Ethelred Tressider et Elsie Thirkettle, son agent, sont chez le romancier. Ils disputent une partie de Cluedo, où elle triche sans vergogne, avant de se rendre au diner organisé par Sir Robert et Lady Annabelle Muntham de Muntham Court. Ethelred et Robert, qui ne s’étaient pas revus depuis la fac, se sont rencontrés il y a quelques mois à Findon. Ce dernier était connu, alors, sous le surnom de Chaud-Lapin. Robert travaillait dans la banque et il a pris sa retraite. Les deux hommes se voient régulièrement. Sur place, ils sont rejoints par le notaire de Rob, et son épouse, un couple de médecins, un ancien collègue de la banque, une romancière à succès, refusée à ses débuts par Elsie. Au cours du repas, copieusement arrosé, Rob s’excuse et s’absente. Annabelle paraît aussi surprise que ses invités. Son absence se prolongeant, les dîneurs partent à sa recherche, laissant Elsie et Ethelred seuls dans la grande salle à manger. Annabelle, très inquiète, revient chercher Ethelred et l’entraîne à l’extérieur pour rentrer par une fenêtre en cassant une vitre, car Rob est enfermé dans la bibliothèque. Ils découvrent alors qu’il a été étranglé avec une cordelette serrée avec un crayon.

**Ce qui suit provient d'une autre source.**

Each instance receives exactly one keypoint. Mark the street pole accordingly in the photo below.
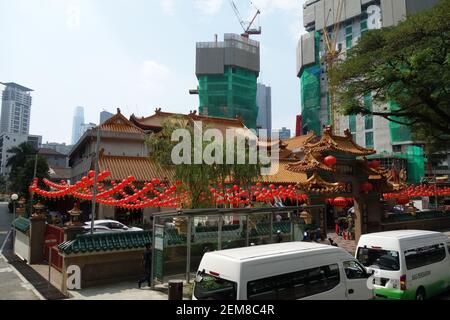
(32, 193)
(94, 192)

Comme le meurtre semble impossible, la police conclut à un suicide. Le lendemain, Ethelred reçoit une lettre de son ami où celui-ci l’engage dans un jeu de piste en cas d’issue fatale. Comment et pourquoi Chaud-Lapin a-t-il été assassiné ? Le couple de détectives se met en chasse de la vérité et va aller de surprise en surprise jusqu’à…
L.C. Tyler se livre à un exercice romanesque de haute volée. Reprend les sujets les plus classiques du genre, il les présente et les agence de telle manière, avec une telle virtuosité, qu’il leur donne un aspect très novateur. Il fait montre d’un humour ravageur, s’appuyant sur les caractères opposés de ses héros, faisant décrire, par chacun, la même situation, selon leur jugement et leurs points de vue. Parallèlement, il introduit une troisième version des faits avec un roman en cours d’écriture qui s’inspire, bien sûr, des événements vécus par l’auteur, mêlant des éléments des deux intrigues, l’une nourrissant l’autre. L’auteur, s’il ponctue ses descriptions d’images étonnantes mais d’un grand bon sens, dresse en revanche un portrait peu glorifiant de l’écrivain de polars
Attention, sous le ton badin, léger, L.C. Tyler construit une énigme sophistiquée dans la meilleure tradition du Whodunit. Les véritables moments de lecture-plaisir sont à prendre quand ils se présentent. Avec ce roman, le but est atteint !
serge perraud
L. C. Tyler, Mort mystérieuse d’un respectable banquier anglais dans la bibliothèque d’un manoir Tudor du Sussex (The Herring in the Library) traduit de l’anglais par Élodie Leplat, Sonatine Editions, juin 2015, 304 p. – 19,00 €.